Em 1995, após ter sido Ministro da Fazenda de Itamar Franco e ajudar a implementar o Plano Real, Ciro rompe com seu partido, o PSDB, que foi vitorioso na eleição presidencial, e se recusa a continuar Ministro por discordar da política econômica conservadora realizada pelo Presidente recém-eleito Fernando Henrique Cardoso. Em seguida, parte para uma jornada de estudos em Harvard com o filósofo Roberto Mangabeira Unger, arriscando colocar em risco sua carreira política ao se ausentar do País e da vida pública. Ciro volta ao Brasil dois anos depois para concorrer à Presidência da República em 1998 contra seus ex-aliados tucanos que, segundo ele, aderiram completamente ao neoliberalismo e abandonaram o programa social-democrata do início do partido.

Ciro Gomes e Leonel Brizola

As três candidaturas de Ciro à Presidência foram marcadas por um programa claramente desenvolvimentista, focado na industrialização, ampliação dos direitos sociais, distribuição de renda e modernização da educação pública. Leonel Brizola do PDT foi um dos maiores entusiastas da candidatura de Ciro, apoiando-o em 2002. Brizola se aproximou de Ciro pela afinidade histórica com a tradição nacional-desenvolvimentista e trabalhista representada por Getúlio Vargas e João Goulart: na campanha de 2002 a coligação de Ciro com o PDT de Brizola chamava-se “Frente Trabalhista”.

Pode-se concordar ou não com o projeto que Ciro Gomes apresenta como alternativa para o Brasil, no entanto, é preciso analisar corretamente o significado de sua biografia, sua participação como gestor público, e as ideias que defende, para julgá-lo pelo que realmente é, ainda que para se opor, mas não com base em preconceitos e conceitos sociológicos usados de forma distorcida como meros adjetivos não-históricos.
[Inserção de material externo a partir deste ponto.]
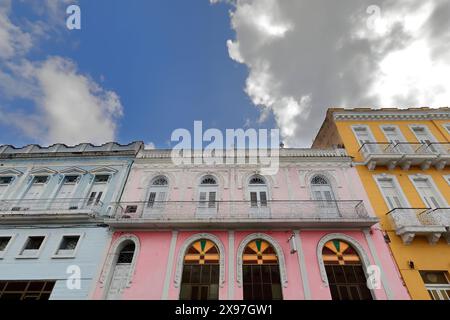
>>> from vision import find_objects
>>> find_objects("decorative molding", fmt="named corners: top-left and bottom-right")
top-left (334, 111), bottom-right (450, 121)
top-left (236, 233), bottom-right (288, 288)
top-left (162, 231), bottom-right (178, 300)
top-left (99, 234), bottom-right (140, 295)
top-left (294, 230), bottom-right (311, 299)
top-left (316, 233), bottom-right (372, 288)
top-left (59, 167), bottom-right (87, 175)
top-left (228, 231), bottom-right (235, 300)
top-left (29, 167), bottom-right (57, 175)
top-left (90, 166), bottom-right (118, 175)
top-left (0, 168), bottom-right (23, 176)
top-left (174, 233), bottom-right (226, 288)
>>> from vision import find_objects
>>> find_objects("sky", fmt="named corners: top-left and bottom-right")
top-left (0, 0), bottom-right (449, 148)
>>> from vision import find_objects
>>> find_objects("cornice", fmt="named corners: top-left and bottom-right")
top-left (333, 110), bottom-right (450, 121)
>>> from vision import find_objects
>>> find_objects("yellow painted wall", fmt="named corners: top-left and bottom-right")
top-left (334, 118), bottom-right (450, 300)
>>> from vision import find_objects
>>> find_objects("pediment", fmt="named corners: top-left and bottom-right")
top-left (59, 167), bottom-right (87, 175)
top-left (30, 167), bottom-right (57, 175)
top-left (89, 166), bottom-right (118, 174)
top-left (0, 168), bottom-right (23, 176)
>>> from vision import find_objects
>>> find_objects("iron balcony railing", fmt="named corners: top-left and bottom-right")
top-left (386, 207), bottom-right (450, 229)
top-left (109, 200), bottom-right (371, 222)
top-left (358, 142), bottom-right (450, 156)
top-left (0, 198), bottom-right (104, 215)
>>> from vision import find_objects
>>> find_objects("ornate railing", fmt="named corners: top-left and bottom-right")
top-left (0, 198), bottom-right (103, 215)
top-left (109, 200), bottom-right (371, 221)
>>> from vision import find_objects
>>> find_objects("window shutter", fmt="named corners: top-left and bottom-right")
top-left (260, 192), bottom-right (267, 207)
top-left (147, 192), bottom-right (156, 207)
top-left (95, 192), bottom-right (103, 205)
top-left (199, 192), bottom-right (207, 207)
top-left (250, 192), bottom-right (258, 207)
top-left (208, 192), bottom-right (216, 208)
top-left (87, 192), bottom-right (96, 206)
top-left (157, 192), bottom-right (167, 202)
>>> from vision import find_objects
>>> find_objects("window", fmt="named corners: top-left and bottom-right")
top-left (411, 177), bottom-right (446, 209)
top-left (381, 126), bottom-right (409, 153)
top-left (145, 176), bottom-right (168, 211)
top-left (179, 240), bottom-right (220, 300)
top-left (0, 281), bottom-right (55, 300)
top-left (54, 235), bottom-right (80, 257)
top-left (33, 176), bottom-right (49, 184)
top-left (0, 237), bottom-right (11, 251)
top-left (19, 236), bottom-right (45, 258)
top-left (311, 175), bottom-right (338, 216)
top-left (0, 177), bottom-right (13, 185)
top-left (56, 176), bottom-right (80, 201)
top-left (198, 176), bottom-right (218, 212)
top-left (353, 126), bottom-right (377, 153)
top-left (420, 271), bottom-right (450, 300)
top-left (87, 175), bottom-right (110, 206)
top-left (377, 177), bottom-right (408, 210)
top-left (410, 126), bottom-right (438, 152)
top-left (0, 177), bottom-right (13, 199)
top-left (248, 175), bottom-right (268, 208)
top-left (242, 239), bottom-right (282, 300)
top-left (94, 175), bottom-right (109, 183)
top-left (0, 236), bottom-right (12, 258)
top-left (322, 240), bottom-right (372, 300)
top-left (106, 242), bottom-right (136, 300)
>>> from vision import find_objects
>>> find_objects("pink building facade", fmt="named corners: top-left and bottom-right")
top-left (93, 148), bottom-right (410, 300)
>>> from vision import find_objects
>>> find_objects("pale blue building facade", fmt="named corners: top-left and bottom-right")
top-left (0, 142), bottom-right (143, 300)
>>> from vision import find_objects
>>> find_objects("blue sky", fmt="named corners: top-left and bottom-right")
top-left (1, 1), bottom-right (449, 148)
top-left (0, 0), bottom-right (275, 148)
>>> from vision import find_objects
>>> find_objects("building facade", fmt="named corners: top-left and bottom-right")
top-left (93, 148), bottom-right (409, 300)
top-left (313, 107), bottom-right (450, 300)
top-left (0, 142), bottom-right (143, 300)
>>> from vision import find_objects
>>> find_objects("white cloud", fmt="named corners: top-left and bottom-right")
top-left (0, 0), bottom-right (123, 146)
top-left (144, 142), bottom-right (156, 150)
top-left (213, 0), bottom-right (450, 146)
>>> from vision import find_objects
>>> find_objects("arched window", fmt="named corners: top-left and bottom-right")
top-left (311, 175), bottom-right (338, 215)
top-left (145, 176), bottom-right (168, 212)
top-left (248, 175), bottom-right (268, 208)
top-left (179, 240), bottom-right (220, 300)
top-left (198, 175), bottom-right (218, 212)
top-left (106, 241), bottom-right (136, 300)
top-left (242, 239), bottom-right (282, 300)
top-left (322, 240), bottom-right (372, 300)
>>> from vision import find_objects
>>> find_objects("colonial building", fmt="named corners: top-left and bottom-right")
top-left (93, 147), bottom-right (409, 300)
top-left (0, 142), bottom-right (143, 300)
top-left (313, 107), bottom-right (450, 300)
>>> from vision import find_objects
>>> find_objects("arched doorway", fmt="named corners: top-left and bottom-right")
top-left (106, 242), bottom-right (136, 300)
top-left (242, 239), bottom-right (282, 300)
top-left (322, 239), bottom-right (373, 300)
top-left (179, 239), bottom-right (220, 300)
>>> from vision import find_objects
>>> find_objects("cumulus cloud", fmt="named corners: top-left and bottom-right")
top-left (0, 0), bottom-right (123, 146)
top-left (144, 142), bottom-right (156, 150)
top-left (212, 0), bottom-right (450, 146)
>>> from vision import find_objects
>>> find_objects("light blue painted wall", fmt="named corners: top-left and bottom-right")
top-left (0, 226), bottom-right (111, 300)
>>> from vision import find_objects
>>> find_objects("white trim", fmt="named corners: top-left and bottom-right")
top-left (0, 168), bottom-right (23, 176)
top-left (444, 175), bottom-right (450, 187)
top-left (162, 231), bottom-right (178, 300)
top-left (99, 234), bottom-right (140, 299)
top-left (228, 230), bottom-right (235, 300)
top-left (306, 171), bottom-right (339, 200)
top-left (316, 233), bottom-right (376, 299)
top-left (29, 167), bottom-right (57, 175)
top-left (294, 230), bottom-right (311, 299)
top-left (51, 232), bottom-right (84, 259)
top-left (0, 233), bottom-right (16, 259)
top-left (333, 110), bottom-right (450, 121)
top-left (89, 166), bottom-right (118, 175)
top-left (408, 174), bottom-right (449, 207)
top-left (351, 124), bottom-right (377, 146)
top-left (380, 124), bottom-right (407, 143)
top-left (59, 167), bottom-right (87, 175)
top-left (236, 233), bottom-right (288, 288)
top-left (443, 123), bottom-right (450, 135)
top-left (16, 234), bottom-right (48, 259)
top-left (174, 233), bottom-right (226, 290)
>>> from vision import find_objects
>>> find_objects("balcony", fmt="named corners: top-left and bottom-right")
top-left (0, 198), bottom-right (103, 224)
top-left (358, 142), bottom-right (449, 170)
top-left (387, 208), bottom-right (450, 244)
top-left (105, 200), bottom-right (378, 229)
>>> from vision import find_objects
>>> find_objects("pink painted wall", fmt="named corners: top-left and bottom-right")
top-left (92, 151), bottom-right (410, 300)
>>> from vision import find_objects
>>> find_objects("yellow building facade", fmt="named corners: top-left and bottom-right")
top-left (313, 108), bottom-right (450, 300)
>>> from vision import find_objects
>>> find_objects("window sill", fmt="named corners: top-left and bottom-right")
top-left (51, 255), bottom-right (76, 259)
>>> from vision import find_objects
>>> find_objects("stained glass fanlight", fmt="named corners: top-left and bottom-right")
top-left (322, 240), bottom-right (361, 265)
top-left (184, 240), bottom-right (220, 265)
top-left (243, 239), bottom-right (278, 265)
O programa que Ciro defende é focado no desenvolvimento industrial e nos direitos sociais em oposição à dominação financeira. A coerência desse discurso é em alguma medida comprovada pelos avanços modernizantes e a consequente hegemonia de seu grupo político no Ceará. Hegemonia essa, sempre conquistada através do sistema eleitoral pós-redemocratização, com grande popularidade em estratos urbanos e organizados da sociedade cearense. O coronelismo continua existindo no interior do Brasil ou mesmo nas regiões pobres das grandes cidades, mas sua característica é a opulência do poder econômico sobre uma população que não tem sequer o que comer.

Ciro Gomes e sua família não são proprietários de terras, não possuem meios de comunicação que possam usar para manipular a opinião pública regional a seu favor, e muito menos tem poder de coerção sobre o sistema eleitoral como na época histórica do coronelismo. Dessa forma, colocar o rótulo de “coronel” em Ciro Gomes é apenas uma adjetivação vazia de conteúdo histórico e analítico.

Na verdade, é bem possível que esse tipo de acusação seja expressão dos próprios preconceitos de setores da esquerda em relação ao surgimento de uma liderança desenvolvimentista bastante popular em sua região e que apresente um claro Projeto Nacional para o Brasil, algo que tanto tem faltado ao campo político progressista brasileiro.

Curiosamente outros adversários como o PSDB paulista, que governa o Estado há quase três décadas, não são chamados de oligarquia, tampouco o ex-Governador de Minas Gerais, Aécio Neves, nunca foi chamado de coronel, apesar das inúmeras denúncias de censura à imprensa local e realização de obras públicas em propriedades particulares de sua família.

Na esquerda brasileira, o campo político que historicamente combate o preconceito e a opressão, permanece a discriminação com os nordestinos através de estereótipos anacrônicos baseados em uma visão liberal da política.

Referências

Referências
1 LEAL, Victor Nunes. Coronelismo, Enxada e Voto. São Paulo, Companhia das Letras, 2012, p. 45-47.